Current Market Sentiment:Cautious
Gold is Negative Ahead of FOMC
The U.S. dollar rose higher before the FOMC meeting, and the price of gold fell yet again; however, the decline in the yield of US Treasuries restrained the decline in gold prices. Gold prices almost tested the 200-day moving average (DMA) at $1,840, and then quickly rebounded to the supply area of $1,870. At the time of writing, the price of gold had fallen by nearly 0.40% and right now it's hovering at a daily low of around US$1,860.
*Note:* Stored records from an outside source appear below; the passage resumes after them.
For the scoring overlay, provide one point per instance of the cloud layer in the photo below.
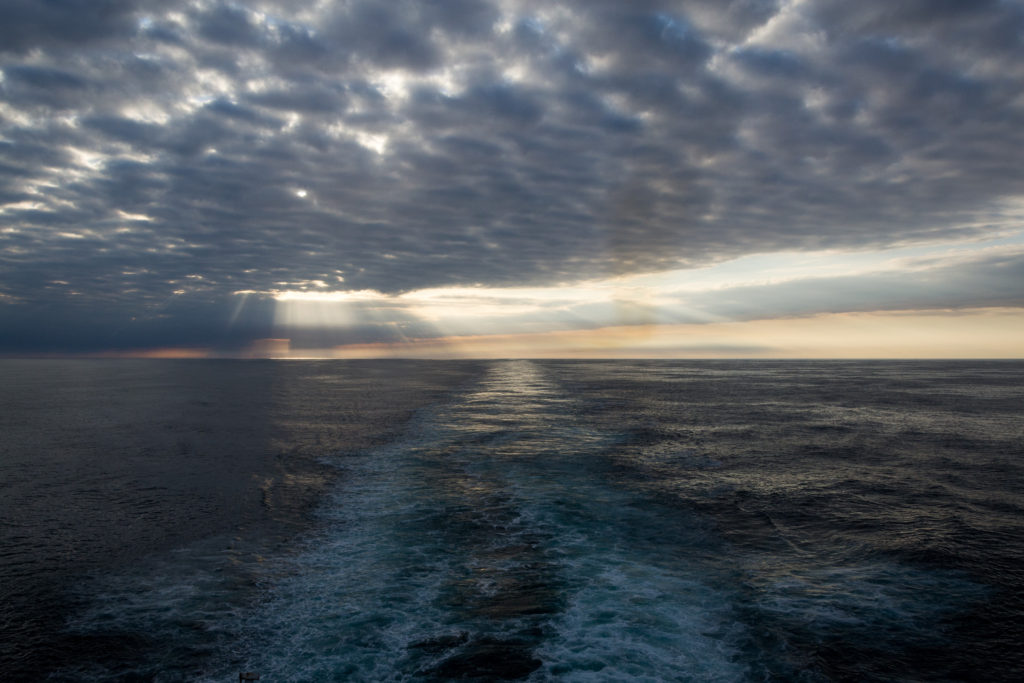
(157, 157)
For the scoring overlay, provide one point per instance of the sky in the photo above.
(499, 178)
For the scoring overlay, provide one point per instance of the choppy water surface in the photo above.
(531, 520)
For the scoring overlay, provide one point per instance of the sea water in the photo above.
(513, 520)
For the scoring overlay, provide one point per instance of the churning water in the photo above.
(531, 520)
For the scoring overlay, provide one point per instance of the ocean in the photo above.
(537, 520)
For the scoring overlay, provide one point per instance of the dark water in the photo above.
(534, 520)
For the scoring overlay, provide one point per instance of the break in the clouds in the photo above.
(167, 168)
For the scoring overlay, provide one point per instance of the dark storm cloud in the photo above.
(209, 147)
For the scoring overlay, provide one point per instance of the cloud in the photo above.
(460, 143)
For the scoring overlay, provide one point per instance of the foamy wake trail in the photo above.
(485, 544)
(500, 539)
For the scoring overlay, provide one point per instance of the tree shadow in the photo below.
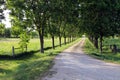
(5, 71)
(24, 55)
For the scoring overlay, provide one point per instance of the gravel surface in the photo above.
(73, 64)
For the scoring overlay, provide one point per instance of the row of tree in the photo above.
(14, 32)
(53, 17)
(100, 18)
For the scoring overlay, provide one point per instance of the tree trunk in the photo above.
(53, 42)
(60, 41)
(65, 40)
(70, 38)
(101, 44)
(96, 42)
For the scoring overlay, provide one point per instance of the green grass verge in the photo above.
(107, 55)
(32, 66)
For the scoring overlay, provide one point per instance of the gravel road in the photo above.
(73, 64)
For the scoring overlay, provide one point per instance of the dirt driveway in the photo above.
(73, 64)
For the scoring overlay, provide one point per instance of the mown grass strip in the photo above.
(106, 56)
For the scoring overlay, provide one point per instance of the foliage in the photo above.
(2, 29)
(107, 55)
(24, 40)
(7, 33)
(100, 18)
(31, 66)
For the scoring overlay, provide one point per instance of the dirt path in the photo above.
(73, 64)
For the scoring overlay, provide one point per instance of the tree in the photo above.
(7, 33)
(34, 11)
(16, 31)
(98, 18)
(2, 7)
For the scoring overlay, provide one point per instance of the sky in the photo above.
(7, 19)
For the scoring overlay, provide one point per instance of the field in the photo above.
(107, 54)
(30, 65)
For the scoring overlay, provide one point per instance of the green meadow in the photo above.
(107, 54)
(30, 65)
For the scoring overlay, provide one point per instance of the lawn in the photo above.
(107, 54)
(30, 66)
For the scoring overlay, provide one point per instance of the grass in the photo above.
(31, 66)
(107, 55)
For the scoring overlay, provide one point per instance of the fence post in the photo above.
(13, 51)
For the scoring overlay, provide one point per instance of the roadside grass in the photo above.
(107, 55)
(33, 65)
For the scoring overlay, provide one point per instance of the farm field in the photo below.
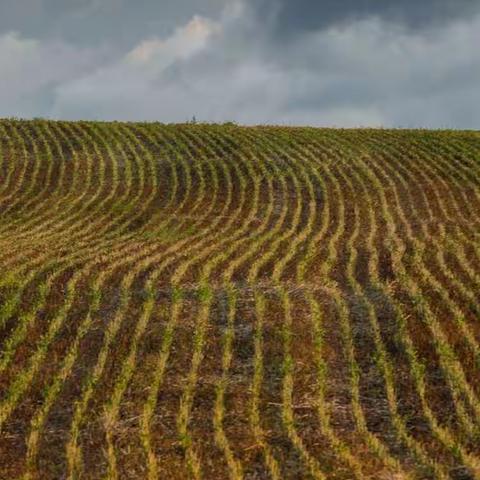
(224, 302)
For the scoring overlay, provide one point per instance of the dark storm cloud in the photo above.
(342, 63)
(301, 16)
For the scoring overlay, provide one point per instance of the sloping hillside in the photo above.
(218, 302)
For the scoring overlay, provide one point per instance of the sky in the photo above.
(343, 63)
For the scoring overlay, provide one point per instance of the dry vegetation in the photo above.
(216, 302)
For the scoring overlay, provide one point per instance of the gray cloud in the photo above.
(228, 64)
(287, 17)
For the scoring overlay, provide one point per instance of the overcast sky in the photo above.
(408, 63)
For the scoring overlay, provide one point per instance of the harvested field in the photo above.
(215, 301)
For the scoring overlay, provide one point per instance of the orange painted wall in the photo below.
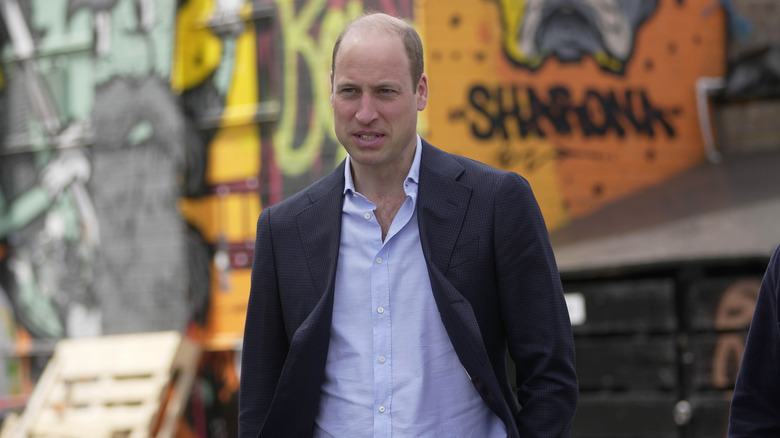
(478, 78)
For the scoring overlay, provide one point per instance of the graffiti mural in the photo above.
(590, 100)
(91, 158)
(534, 30)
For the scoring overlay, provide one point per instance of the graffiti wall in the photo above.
(590, 100)
(91, 158)
(140, 139)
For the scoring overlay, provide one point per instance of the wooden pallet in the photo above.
(123, 386)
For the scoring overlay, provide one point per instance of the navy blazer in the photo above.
(755, 406)
(493, 277)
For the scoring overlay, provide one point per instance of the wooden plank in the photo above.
(133, 385)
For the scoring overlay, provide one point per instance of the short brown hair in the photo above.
(409, 37)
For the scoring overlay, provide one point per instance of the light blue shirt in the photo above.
(391, 368)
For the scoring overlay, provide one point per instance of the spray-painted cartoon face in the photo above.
(568, 29)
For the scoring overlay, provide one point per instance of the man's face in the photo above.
(374, 101)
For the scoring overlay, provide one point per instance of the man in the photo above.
(385, 296)
(755, 407)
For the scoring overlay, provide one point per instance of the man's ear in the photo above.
(331, 88)
(422, 92)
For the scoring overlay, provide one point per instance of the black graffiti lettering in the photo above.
(560, 106)
(479, 97)
(597, 114)
(538, 110)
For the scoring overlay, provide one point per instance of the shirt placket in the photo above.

As market sentiment is mixed, boosting demand for market safe havens, the downside may see the slightest resistance. Investors are now seeking more information from the Fed, who starts its monetary policy meeting on Tuesday, with the results to be delivered tomorrow. The US retail sales report has regained momentum and attracted people's attention. Gold looked very distressed on Monday, falling from a high of $1,878.08 to a low of $1,844.63, or $1.8% or more than 33 USD. Relatively speaking, the US dollar has remained virtually unchanged.
According to DXY, the index remains unchanged and remains in the range of 90.4120 to 90.6010. As investors prepare for the Fed meeting this week, the U.S. dollar is consolidating after recording its biggest weekly gain since early May on Friday. As the U.S. stock market hit a record high since April, and the U.S. yield is showing a sideways trend, the Fed claims that high inflation will be temporary, which has put pressure on the U.S. dollar for several weeks.